Caso studio: caduta dall'alto




Buongiorno,

Caro lettore bentornato nel nostro spazio dedicato all’informazione sulla sicurezza nei luoghi di lavoro.


È ormai passato parecchio tempo dall’ultimo caso studio trattato, ma considerando la mole di infortuni avvenuti sul lavoro in quest’ultimo periodo sicuramente non sarai rimasto senza notizie, purtroppo sentiamo quotidianamente, dai telegiornali alla carta stampata, parlare di infortuni e decessi dovuti alla poca attenzione durante lo svolgimento delle attività lavorative.

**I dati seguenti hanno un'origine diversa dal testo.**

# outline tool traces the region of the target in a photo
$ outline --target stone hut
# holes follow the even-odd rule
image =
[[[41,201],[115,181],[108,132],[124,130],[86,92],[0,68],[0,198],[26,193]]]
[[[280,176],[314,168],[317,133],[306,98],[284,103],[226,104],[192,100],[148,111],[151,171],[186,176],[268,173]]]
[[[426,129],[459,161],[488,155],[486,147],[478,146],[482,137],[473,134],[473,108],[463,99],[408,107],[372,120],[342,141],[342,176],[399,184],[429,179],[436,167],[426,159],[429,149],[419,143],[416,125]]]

Oggi non andremo ad analizzare fortunatamente un caso di decesso ma parleremo invece di un grave incidente avvenuto all’interno di un’azienda metalmeccanica, dovuto, come molto spesso accade, alla presunzione di sapere esattamente come eseguire un’azione specifica senza badare ai rischi dovuti alle

circostanze.


Ma partiamo dall’inizio: l’azienda in questione è una nota azienda lombarda di proprietà di due fratelli che produce supporti antisismici per l’edilizia.


I due decidono di sfruttare un’occasione acquistando ad un’asta fallimentare due presse per i controlli strumentali dei supporti da loro prodotti.


Una volta giunte in azienda le due presse, inizia la fase di ispezione dei due macchinari con un controllo sia delle parti visibili da terra sia verificando gli organi di comando posti nella parte superiore.


Proprio durante quest’ultima fase, uno dei due imprenditori, per la verifica degli attuatori della pressa, decide di salire nella parte superiore del macchinario senza utilizzo di nessun tipo di protezione o attrezzatura che agevolasse il raggiungimento del punto interessato in sicurezza.


Ad aggravare la già non sicurissima situazione dello “scalatore” vi era inoltre la parte superiore del macchinario, la quale, per agevolare il trasporto, era stata smontata come ben visibile dall’immagine qui sotto.


Ma veniamo ora al dunque, durante la salita procedendo in appoggio precario sui montanti del macchinario, l’uomo scivola e cade all’indietro impattando con la nuca direttamente sullo spigolo della suddetta parte smontata ed in particolare sul supporto dedicato al pistone idraulico.


Esito della caduta?


Ampia ferita al capo con emorragia celebrale, 50 giorni di monitoraggio in neurochirurgia, postumi permanenti e 6 punti percentuali di invalidità INAIL.


Perché è avvenuto l’infortunio?


Così su due piedi la risposta è molto semplice: c’è stata una mancanza di attenzione, ma da professionisti della sicurezza è bene farne un’analisi più approfondita.


Uno dei fattori che ha spinto l’uomo ad affrontare l’improvvisata “scalata” è stata un’errata valutazione del rischio probabilmente dovuta al tentativo di stringere le tempistiche di valutazione del nuovo acquisto.


La caduta verso il basso in assenza della presenza della parte superiore, in sé sarebbe stata in qualunque caso grave, con esiti presumibilmente negativi ma, se ci aggiungiamo anche la presenza di un elemento metallico caratterizzato da una forma che presenta degli spigoli il risultato è sicuramente di grave entità.


Come si possono prevenire infortuni di questo tipo?


  • Fondamentale è l’elaborazione di una concreta valutazione dei rischi prima di svolgere tali operazioni, in particolar modo se si tratta di attività non consueta su macchinari che non si conoscono bene e di lavori svolti in quota.

  • Utilizzo di idonee opere provvisionali, quando si svolgono lavori in quota, anche solo una semplice scala a castello per operazioni di breve durata.

  • Elaborazione di opportune istruzioni operative e formazione conseguente dei lavoratori, rispetto ad operazioni particolari e pericolose, come ad esempio l’accesso a postazioni in quota.


Oggi abbiamo selezionato un caso studio particolare in cui l’infortunato coincideva con il datore di lavoro e le conseguenze le ha pagate lui in prima persona ma come si può evincere dalla vicenda basta poco per farsi molto male e riportare danni permanenti, il semplice utilizzo di una scala a castello avrebbe

sicuramente cambiato l’esito della vicenda, probabilmente non ne staremmo nemmeno parlando.


Con questo ragionamento dove voglio arrivare?! Voglio farti comprendere che è meglio perdere 2 minuti e munirsi del materiale occorrente a svolgere l’attività in sicurezza piuttosto che affrettare le operazioni e rischiare di farsi del male o in alcuni casi perdere la vita.


Ci sentiamo la settimana prossima, buon week end!